Om deze tekortkomingen aan te pakken, hebben we een nieuw referentie vrij TFM-platform ontworpen. Het platform gebruikt multiphoton geactiveerde chemie om een klein volume van een de te crosslinken naar specifieke 3D-locaties binnen de hydrogel die dienen als fiducial markers om materiaal belasting te meten. Op deze manier hebben we een platform ontworpen dat vergelijkbaar is met kraal-gebaseerde benaderingen, maar met het aanzienlijke voordeel dat fiducial markers zijn georganiseerd in gerafeld arrays, waardoor referentie vrije materiaal strain tracking mogelijk is. Deze referentie vrije woning biedt vele voordelen. Eerst en vooral, het zorgt voor niet-opdringerige monitoring van cellulaire tractie toestanden (d.w.z., omzeilt de noodzaak om te ontspannen of cellen te verwijderen om referentie posities van ontheemde fiducial markers verwerven). Dit was ons primaire doel bij het ontwerpen van dit systeem, omdat we van plan waren om andere downstream analytische methoden in combinatie met TFM op te nemen, wat moeilijk kan zijn met destructieve end-point TFM-benaderingen. Ten tweede maakt het gebruik van een impliciete verwijzing op basis van gerafeerd arrays een near-complete automatisering van verplaatsings analyse mogelijk. De regelmatigheid van de arrays creëert een voorspelbare workflow waarbij het optreden van uitzonderlijke gevallen (d.w.z. voorbeeld celgegevens met onverwachte artefacten zoals suboptimale markerings afstand of registratie-mismatches) minimaal kan worden gehandhaafd. Ten derde biedt het afzien van de noodzaak om een referentiebeeld te verwerven de vrijheid om veel cellen op een enkel monster gedurende langere tijd te bewaken. Dit contrasteert met traditionele op kraal gebaseerde benaderingen, waarbij, afhankelijk van de betrouwbaarheid van de geautomatiseerde fase bewegingen van de Microscoop, fouten in positionering zich kunnen ophopen en de moeilijkheid van het correct registreren van referentiebeelden naar celspanning vergroten Afbeeldingen. Over het algemeen vergemakkelijkt dit platform een hogere doorvoer bij het verzamelen van cellulaire spanningsgegevens.

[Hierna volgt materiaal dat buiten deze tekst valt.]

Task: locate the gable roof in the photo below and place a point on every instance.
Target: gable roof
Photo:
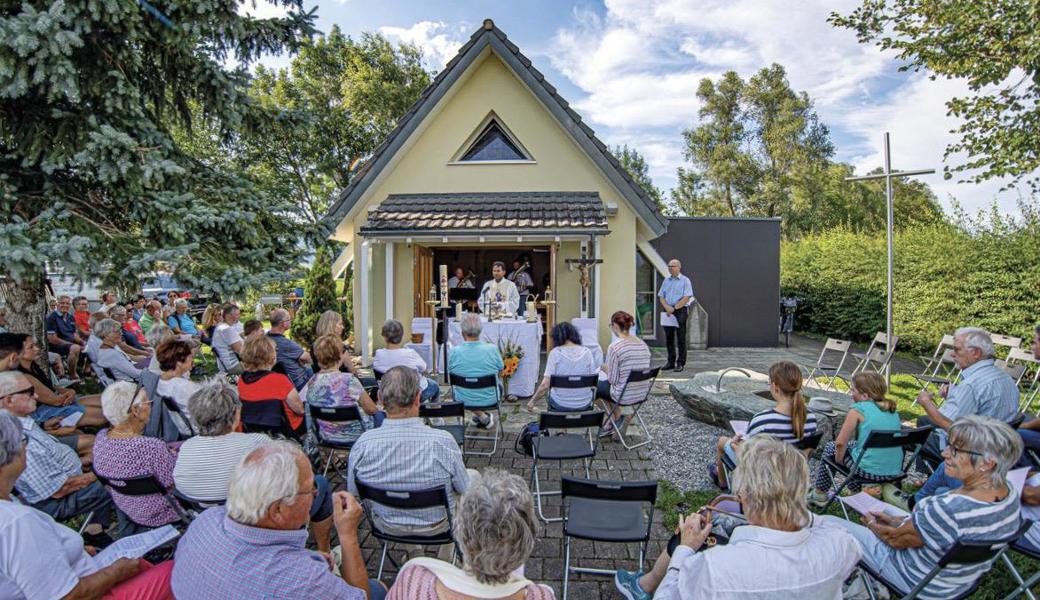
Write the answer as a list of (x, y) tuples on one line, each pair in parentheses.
[(491, 35), (488, 212)]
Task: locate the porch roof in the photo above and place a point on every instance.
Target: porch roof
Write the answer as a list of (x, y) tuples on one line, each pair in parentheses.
[(545, 212)]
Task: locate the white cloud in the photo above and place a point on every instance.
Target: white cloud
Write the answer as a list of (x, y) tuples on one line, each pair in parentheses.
[(439, 42), (639, 66)]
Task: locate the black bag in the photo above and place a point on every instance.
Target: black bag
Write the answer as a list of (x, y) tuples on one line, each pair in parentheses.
[(525, 440)]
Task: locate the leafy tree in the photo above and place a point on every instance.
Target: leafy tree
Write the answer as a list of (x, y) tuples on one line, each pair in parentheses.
[(336, 102), (92, 177), (637, 167), (991, 45), (319, 295)]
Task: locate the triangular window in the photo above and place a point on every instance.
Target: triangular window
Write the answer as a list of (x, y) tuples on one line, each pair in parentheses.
[(493, 144)]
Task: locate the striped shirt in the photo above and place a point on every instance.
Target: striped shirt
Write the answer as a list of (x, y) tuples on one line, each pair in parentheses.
[(405, 454), (623, 357), (205, 463), (778, 424), (941, 521)]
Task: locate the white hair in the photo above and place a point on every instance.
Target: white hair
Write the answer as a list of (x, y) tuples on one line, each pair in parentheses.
[(267, 474), (977, 338), (117, 399)]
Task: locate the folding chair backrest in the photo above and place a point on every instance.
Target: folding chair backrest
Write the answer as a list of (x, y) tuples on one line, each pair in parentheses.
[(810, 442), (264, 416), (481, 383), (617, 491), (413, 499), (573, 382), (570, 420), (442, 410)]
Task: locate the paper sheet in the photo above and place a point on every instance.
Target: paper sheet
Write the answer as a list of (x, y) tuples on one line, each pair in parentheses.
[(865, 503), (72, 419), (134, 546)]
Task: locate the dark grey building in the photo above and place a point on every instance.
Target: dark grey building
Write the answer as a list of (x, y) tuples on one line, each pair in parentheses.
[(734, 264)]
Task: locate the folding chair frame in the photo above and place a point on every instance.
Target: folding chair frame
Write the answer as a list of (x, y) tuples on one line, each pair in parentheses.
[(586, 420), (620, 425), (479, 383)]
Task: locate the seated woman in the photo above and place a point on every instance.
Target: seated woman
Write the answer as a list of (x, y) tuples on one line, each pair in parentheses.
[(395, 355), (54, 403), (110, 356), (980, 453), (259, 383), (790, 420), (628, 353), (331, 387), (205, 462), (567, 358), (123, 452), (495, 528), (176, 358), (782, 552), (871, 412), (44, 559)]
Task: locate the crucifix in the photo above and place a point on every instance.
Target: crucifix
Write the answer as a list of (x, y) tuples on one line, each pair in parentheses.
[(887, 175)]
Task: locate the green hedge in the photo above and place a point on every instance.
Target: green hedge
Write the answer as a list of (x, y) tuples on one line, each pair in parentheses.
[(945, 278)]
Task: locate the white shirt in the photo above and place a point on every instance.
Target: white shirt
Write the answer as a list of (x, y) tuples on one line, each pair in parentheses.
[(387, 359), (762, 563), (180, 390), (508, 290), (571, 361), (40, 559), (224, 337)]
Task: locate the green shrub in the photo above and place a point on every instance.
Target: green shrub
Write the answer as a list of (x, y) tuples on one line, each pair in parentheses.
[(946, 276)]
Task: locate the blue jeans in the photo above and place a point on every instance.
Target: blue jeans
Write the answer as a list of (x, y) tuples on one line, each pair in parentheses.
[(938, 483), (877, 554)]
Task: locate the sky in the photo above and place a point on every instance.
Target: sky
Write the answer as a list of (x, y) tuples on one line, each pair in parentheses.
[(630, 68)]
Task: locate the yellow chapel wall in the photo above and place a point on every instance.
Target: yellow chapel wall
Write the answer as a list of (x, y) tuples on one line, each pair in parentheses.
[(422, 166)]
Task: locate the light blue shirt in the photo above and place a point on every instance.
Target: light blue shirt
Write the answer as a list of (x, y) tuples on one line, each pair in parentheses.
[(474, 360), (984, 389), (674, 288)]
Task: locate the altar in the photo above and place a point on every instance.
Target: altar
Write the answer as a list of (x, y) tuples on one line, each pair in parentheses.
[(527, 335)]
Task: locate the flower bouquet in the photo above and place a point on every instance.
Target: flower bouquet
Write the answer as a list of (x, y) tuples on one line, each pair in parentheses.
[(512, 354)]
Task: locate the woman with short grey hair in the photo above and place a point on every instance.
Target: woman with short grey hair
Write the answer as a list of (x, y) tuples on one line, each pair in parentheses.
[(57, 565), (110, 356), (495, 527), (985, 509)]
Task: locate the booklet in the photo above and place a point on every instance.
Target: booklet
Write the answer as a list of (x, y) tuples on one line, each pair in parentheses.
[(865, 503), (739, 427), (72, 419), (135, 546)]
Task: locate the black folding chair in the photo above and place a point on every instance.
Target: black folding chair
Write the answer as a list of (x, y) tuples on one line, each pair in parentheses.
[(621, 424), (447, 411), (564, 447), (172, 406), (905, 439), (1024, 585), (961, 553), (482, 383), (265, 417), (337, 415), (405, 500), (145, 486), (615, 512)]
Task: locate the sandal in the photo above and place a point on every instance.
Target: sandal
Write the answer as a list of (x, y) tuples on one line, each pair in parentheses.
[(713, 473)]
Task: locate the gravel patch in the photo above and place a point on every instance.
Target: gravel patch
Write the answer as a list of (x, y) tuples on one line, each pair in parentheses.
[(681, 447)]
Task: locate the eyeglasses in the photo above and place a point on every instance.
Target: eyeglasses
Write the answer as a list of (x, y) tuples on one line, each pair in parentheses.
[(29, 391), (954, 450)]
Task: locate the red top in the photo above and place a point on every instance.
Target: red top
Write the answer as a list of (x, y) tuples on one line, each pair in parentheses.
[(270, 386)]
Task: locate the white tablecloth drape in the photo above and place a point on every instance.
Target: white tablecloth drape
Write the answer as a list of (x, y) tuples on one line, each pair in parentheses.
[(524, 382)]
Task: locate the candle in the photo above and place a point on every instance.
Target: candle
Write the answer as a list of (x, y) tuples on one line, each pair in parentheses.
[(444, 285)]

Met dit protocol hopen we de lezers vertrouwd te maken met de Two-photon, laser scanning lithografie techniek die we hebben geïmplementeerd om dit referentie vrije TFM-platform te genereren voor het meten van in-plane en out-of-Plane tractie componenten gegenereerd door cellen die zijn geseerd op het oppervlak. Niet gedekt in dit protocol is de synthese van enkele van de monomere componenten. In het algemeen, deze reacties omvatten bijna identieke “One-pot” synthese reactieschema’s beschreven eerder21, en alternatieven voor deze producten kunnen ook worden gekocht. We streven er ook naar om lezers vertrouwd te maken met de softwaregebaseerde hulpmiddelen die we hebben gegenereerd om het gebruik van commercieel verkrijgbare laserscanmicroscopen als 3D-afdruk hulpmiddelen te bevorderen en om de analyse van fiducial-markerings verplaatsingen te vergemakkelijken.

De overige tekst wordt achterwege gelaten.